Injection Technique Can Affect Absorption
Where and how you inject Zepbound matters more than most people realize. If you inject into your stomach too close to your belly button (within about two inches), you’re near nerves and blood vessels that can reduce how well the drug absorbs into your system. Rotating between your stomach, upper thighs, and the back of your upper arms helps maintain consistent absorption and prevents the tissue at any one site from becoming damaged or scarred.
Injecting into scar tissue or areas with very little subcutaneous fat can also reduce absorption. If you’ve been using the same spot repeatedly, switching to a fresh site may improve how effectively the medication enters your bloodstream.
What “Not Losing Weight” Actually Looks Like
The scale doesn’t always reflect what’s happening inside your body. If you’re exercising more (especially resistance training), you may be gaining muscle while losing fat. A pound of muscle takes up less space than a pound of fat, so your clothes may fit differently even when the number on the scale hasn’t moved. Measuring your waist circumference or tracking how your clothing fits can give you a more accurate picture than weight alone.
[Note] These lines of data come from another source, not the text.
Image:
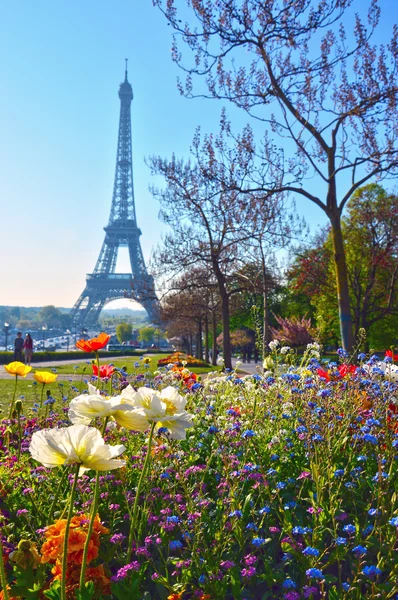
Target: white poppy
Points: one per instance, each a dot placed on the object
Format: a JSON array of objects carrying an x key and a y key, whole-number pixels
[
  {"x": 77, "y": 444},
  {"x": 84, "y": 408},
  {"x": 166, "y": 408}
]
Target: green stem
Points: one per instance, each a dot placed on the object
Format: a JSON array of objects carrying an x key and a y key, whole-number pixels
[
  {"x": 91, "y": 523},
  {"x": 3, "y": 578},
  {"x": 98, "y": 372},
  {"x": 13, "y": 398},
  {"x": 68, "y": 520},
  {"x": 41, "y": 396},
  {"x": 61, "y": 482},
  {"x": 139, "y": 486},
  {"x": 19, "y": 435}
]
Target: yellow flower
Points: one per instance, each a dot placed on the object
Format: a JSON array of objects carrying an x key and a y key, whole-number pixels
[
  {"x": 17, "y": 368},
  {"x": 45, "y": 377}
]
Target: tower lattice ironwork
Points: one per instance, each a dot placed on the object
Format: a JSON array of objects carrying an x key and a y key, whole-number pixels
[{"x": 104, "y": 284}]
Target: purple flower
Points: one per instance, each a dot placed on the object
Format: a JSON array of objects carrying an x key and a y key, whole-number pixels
[
  {"x": 117, "y": 538},
  {"x": 371, "y": 571},
  {"x": 248, "y": 572},
  {"x": 227, "y": 564},
  {"x": 123, "y": 572},
  {"x": 314, "y": 573}
]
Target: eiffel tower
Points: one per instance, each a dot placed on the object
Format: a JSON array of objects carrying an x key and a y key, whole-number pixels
[{"x": 104, "y": 285}]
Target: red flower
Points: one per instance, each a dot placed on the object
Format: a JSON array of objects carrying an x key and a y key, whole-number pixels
[
  {"x": 94, "y": 344},
  {"x": 323, "y": 374},
  {"x": 345, "y": 369},
  {"x": 105, "y": 371},
  {"x": 342, "y": 369}
]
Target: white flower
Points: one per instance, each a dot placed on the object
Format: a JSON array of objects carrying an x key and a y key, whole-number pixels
[
  {"x": 389, "y": 370},
  {"x": 84, "y": 408},
  {"x": 77, "y": 444},
  {"x": 166, "y": 408},
  {"x": 273, "y": 345}
]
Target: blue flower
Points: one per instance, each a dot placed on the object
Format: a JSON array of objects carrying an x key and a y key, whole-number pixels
[
  {"x": 248, "y": 433},
  {"x": 372, "y": 439},
  {"x": 338, "y": 473},
  {"x": 236, "y": 513},
  {"x": 341, "y": 541},
  {"x": 371, "y": 571},
  {"x": 349, "y": 528},
  {"x": 213, "y": 429},
  {"x": 309, "y": 551},
  {"x": 258, "y": 541},
  {"x": 346, "y": 586},
  {"x": 315, "y": 573},
  {"x": 175, "y": 545},
  {"x": 173, "y": 519},
  {"x": 265, "y": 510}
]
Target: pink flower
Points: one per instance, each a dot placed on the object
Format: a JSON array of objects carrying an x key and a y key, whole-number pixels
[{"x": 304, "y": 475}]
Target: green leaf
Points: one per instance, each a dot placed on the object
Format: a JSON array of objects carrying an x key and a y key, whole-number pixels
[
  {"x": 87, "y": 593},
  {"x": 54, "y": 593}
]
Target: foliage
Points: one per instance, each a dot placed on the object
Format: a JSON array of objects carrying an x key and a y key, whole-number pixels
[
  {"x": 124, "y": 332},
  {"x": 293, "y": 331},
  {"x": 371, "y": 244},
  {"x": 285, "y": 488},
  {"x": 313, "y": 75},
  {"x": 146, "y": 334}
]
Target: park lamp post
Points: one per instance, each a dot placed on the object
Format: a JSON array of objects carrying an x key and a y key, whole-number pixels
[
  {"x": 67, "y": 340},
  {"x": 44, "y": 329},
  {"x": 6, "y": 328}
]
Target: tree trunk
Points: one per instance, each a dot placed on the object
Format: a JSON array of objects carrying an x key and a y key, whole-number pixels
[
  {"x": 265, "y": 324},
  {"x": 343, "y": 296},
  {"x": 199, "y": 346},
  {"x": 214, "y": 348},
  {"x": 207, "y": 338}
]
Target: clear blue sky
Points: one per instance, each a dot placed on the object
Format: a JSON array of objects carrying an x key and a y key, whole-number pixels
[{"x": 61, "y": 66}]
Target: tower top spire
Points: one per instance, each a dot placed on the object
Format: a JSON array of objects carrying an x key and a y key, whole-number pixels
[{"x": 125, "y": 90}]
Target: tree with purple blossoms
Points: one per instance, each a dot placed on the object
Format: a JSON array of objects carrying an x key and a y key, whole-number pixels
[{"x": 330, "y": 113}]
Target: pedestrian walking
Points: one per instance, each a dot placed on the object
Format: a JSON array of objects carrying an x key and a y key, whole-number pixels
[
  {"x": 28, "y": 348},
  {"x": 18, "y": 347}
]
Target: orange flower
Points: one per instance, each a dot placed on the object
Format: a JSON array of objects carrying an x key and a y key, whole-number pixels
[
  {"x": 10, "y": 597},
  {"x": 54, "y": 534},
  {"x": 105, "y": 370},
  {"x": 94, "y": 344}
]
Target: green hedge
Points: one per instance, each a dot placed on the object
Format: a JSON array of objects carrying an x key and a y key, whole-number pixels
[{"x": 6, "y": 357}]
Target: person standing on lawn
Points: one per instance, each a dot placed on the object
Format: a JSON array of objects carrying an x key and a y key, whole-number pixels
[
  {"x": 28, "y": 348},
  {"x": 18, "y": 347}
]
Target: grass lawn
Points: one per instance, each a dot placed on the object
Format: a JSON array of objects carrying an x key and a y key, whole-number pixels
[
  {"x": 128, "y": 362},
  {"x": 31, "y": 390}
]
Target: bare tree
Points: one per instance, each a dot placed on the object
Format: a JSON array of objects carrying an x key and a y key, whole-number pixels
[
  {"x": 211, "y": 224},
  {"x": 332, "y": 96}
]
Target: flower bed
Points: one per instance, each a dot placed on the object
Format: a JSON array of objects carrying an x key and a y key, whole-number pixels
[
  {"x": 181, "y": 359},
  {"x": 277, "y": 487}
]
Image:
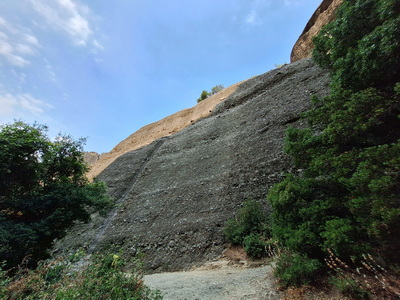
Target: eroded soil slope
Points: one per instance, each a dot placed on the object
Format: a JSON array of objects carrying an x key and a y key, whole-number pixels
[
  {"x": 165, "y": 127},
  {"x": 174, "y": 195}
]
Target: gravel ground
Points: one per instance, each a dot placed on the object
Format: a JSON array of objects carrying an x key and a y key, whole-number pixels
[{"x": 219, "y": 280}]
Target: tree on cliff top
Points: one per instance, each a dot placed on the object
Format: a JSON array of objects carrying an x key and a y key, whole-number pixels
[
  {"x": 347, "y": 198},
  {"x": 204, "y": 94},
  {"x": 43, "y": 190}
]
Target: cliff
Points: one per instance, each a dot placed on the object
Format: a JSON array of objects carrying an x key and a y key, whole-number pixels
[
  {"x": 324, "y": 14},
  {"x": 174, "y": 195}
]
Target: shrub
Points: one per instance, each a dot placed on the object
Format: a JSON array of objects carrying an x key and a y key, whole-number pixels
[
  {"x": 348, "y": 287},
  {"x": 43, "y": 190},
  {"x": 254, "y": 245},
  {"x": 103, "y": 278},
  {"x": 250, "y": 229},
  {"x": 249, "y": 219},
  {"x": 294, "y": 269},
  {"x": 346, "y": 197}
]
Water retention also causes temporary weight fluctuations that mask fat loss. Hormonal cycles, high sodium intake, starting a new exercise routine, and even the medication itself (through its effects on digestion) can cause you to retain several pounds of water. If you’ve been stuck for one to two weeks, that’s likely fluid. If you’ve been stuck for six to eight weeks at a therapeutic dose with no change in measurements or how your clothes fit, something else is going on.
Keeping a brief food log for a week, checking in on your other medications, and having bloodwork done for thyroid function and blood sugar levels gives you and your prescriber enough information to figure out the next step, whether that’s a dose increase, a medication change, or a dietary adjustment.